A powerful argument? You bet because in Carden's argument, much of the basic application building cost is removed as a constraint to achieving timely outcomes, something that matters in a pandemic. So not only is low-code/no-code faster to deploy but it is exponentially less costly than traditional ways of delivering applications. Does that mean we'll be replacing the SAP's, Oracle's Salesforce's of the world anytime soon? No - of course not. But in order to get value across processes and responding to broken processes, we will have to think differently,
This all sounds wonderful and I get where Carden is coming from.

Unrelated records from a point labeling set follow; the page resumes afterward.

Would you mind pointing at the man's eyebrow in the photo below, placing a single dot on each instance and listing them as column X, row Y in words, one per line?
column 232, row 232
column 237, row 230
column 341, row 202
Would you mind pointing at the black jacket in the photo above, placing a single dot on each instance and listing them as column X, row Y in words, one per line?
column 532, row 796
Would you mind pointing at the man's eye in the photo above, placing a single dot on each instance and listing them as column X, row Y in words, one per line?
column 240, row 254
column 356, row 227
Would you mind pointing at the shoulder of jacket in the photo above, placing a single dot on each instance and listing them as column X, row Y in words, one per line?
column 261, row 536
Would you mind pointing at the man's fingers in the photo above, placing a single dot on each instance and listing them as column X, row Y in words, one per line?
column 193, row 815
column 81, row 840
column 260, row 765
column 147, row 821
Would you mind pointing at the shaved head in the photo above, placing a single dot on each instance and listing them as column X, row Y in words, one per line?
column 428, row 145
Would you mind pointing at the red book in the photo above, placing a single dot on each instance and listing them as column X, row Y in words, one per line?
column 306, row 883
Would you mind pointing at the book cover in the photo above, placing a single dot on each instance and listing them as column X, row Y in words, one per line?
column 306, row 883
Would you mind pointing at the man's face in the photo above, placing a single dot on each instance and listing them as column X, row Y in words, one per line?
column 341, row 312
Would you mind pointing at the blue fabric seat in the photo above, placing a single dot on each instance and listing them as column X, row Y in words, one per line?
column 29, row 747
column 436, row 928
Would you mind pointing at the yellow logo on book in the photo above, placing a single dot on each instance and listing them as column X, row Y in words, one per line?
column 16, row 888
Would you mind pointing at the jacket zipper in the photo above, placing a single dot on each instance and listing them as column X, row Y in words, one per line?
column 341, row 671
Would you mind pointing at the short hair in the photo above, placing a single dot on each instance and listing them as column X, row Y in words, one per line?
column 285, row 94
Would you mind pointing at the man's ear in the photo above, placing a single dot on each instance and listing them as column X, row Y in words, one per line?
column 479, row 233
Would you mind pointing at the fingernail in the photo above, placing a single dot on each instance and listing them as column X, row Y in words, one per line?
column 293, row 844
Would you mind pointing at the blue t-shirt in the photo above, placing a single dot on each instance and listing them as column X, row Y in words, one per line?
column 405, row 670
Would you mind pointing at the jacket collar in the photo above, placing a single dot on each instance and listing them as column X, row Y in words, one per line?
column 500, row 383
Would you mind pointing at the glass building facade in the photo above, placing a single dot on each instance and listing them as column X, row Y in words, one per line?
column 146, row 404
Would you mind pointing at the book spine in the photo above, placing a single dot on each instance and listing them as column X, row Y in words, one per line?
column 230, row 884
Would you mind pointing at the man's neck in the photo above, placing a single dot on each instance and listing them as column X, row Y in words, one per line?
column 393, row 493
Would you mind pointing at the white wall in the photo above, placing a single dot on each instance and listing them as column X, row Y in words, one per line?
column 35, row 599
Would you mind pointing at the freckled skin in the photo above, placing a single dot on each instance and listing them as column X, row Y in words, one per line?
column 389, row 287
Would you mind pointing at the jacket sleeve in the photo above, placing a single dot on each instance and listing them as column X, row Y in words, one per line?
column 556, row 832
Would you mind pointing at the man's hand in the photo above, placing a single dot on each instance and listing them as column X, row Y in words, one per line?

Viewed objectively, you can see how the history of IT development informs the current fashion for low-code/no-code. But I don't think it's that easy and it shouldn't be. Carden will likely agree and that's why low-code/no-code platforms need approaching with a degree of caution. IT wants to ensure that whatever citizen developers are doing that they are compliant and secure. But there's more and here it's useful to quote Martha Lane-Fox from a story by Stuart Lauchlan titled Martha Lane Fox - why technology has to be at the heart of the post-COVID recovery:
If we could take the entire British establishment and dump it in a better level of digital understanding, we would be light years ahead of where we are. If we don’t build our society and our economy for 2030 rather than for 1820, which we sometimes tend to do, then I don’t think we’re going to have the best shot at the future.
And therein lies the rub.
As someone who attempts to explain technical work to non-technical people on a regular basis (and I'm not super technical by any stretch), the difficulties in just getting heads around the language that developers use, the conventions with which they're familiar but which are, as Scott rightly characterizes 'mysterious' makes for an education gap that cannot be solved by simply showing users a flashy UI or whizzy workflow builder.
Working with low-code/no-code tools like IFTTT and Zapier is sometimes perplexing although potentially rewarding. I know the frustrations of not being sure or outright confused as to why a specific connector doesn't do what you think it does and then finding you really need a native connector because the API in question hasn't been used correctly in the templated use case.
I often hear the term 'digital native' when what is really meant is someone who uses technology not someone who understands its capabilities.
So while I am hopeful that the message Carden and others in the low-code/co-code camp are putting out, there is a ways to go and even then I wonder whether we will truly get outsized value from technology investments. For me, the acid test comes when a buyer says that they not only solved X problem but also solved a gazillion problems that resulted in direct impact on both top and bottom lines. And, I see the evidence for that both in financial statements and in earnings calls. Now that would be different.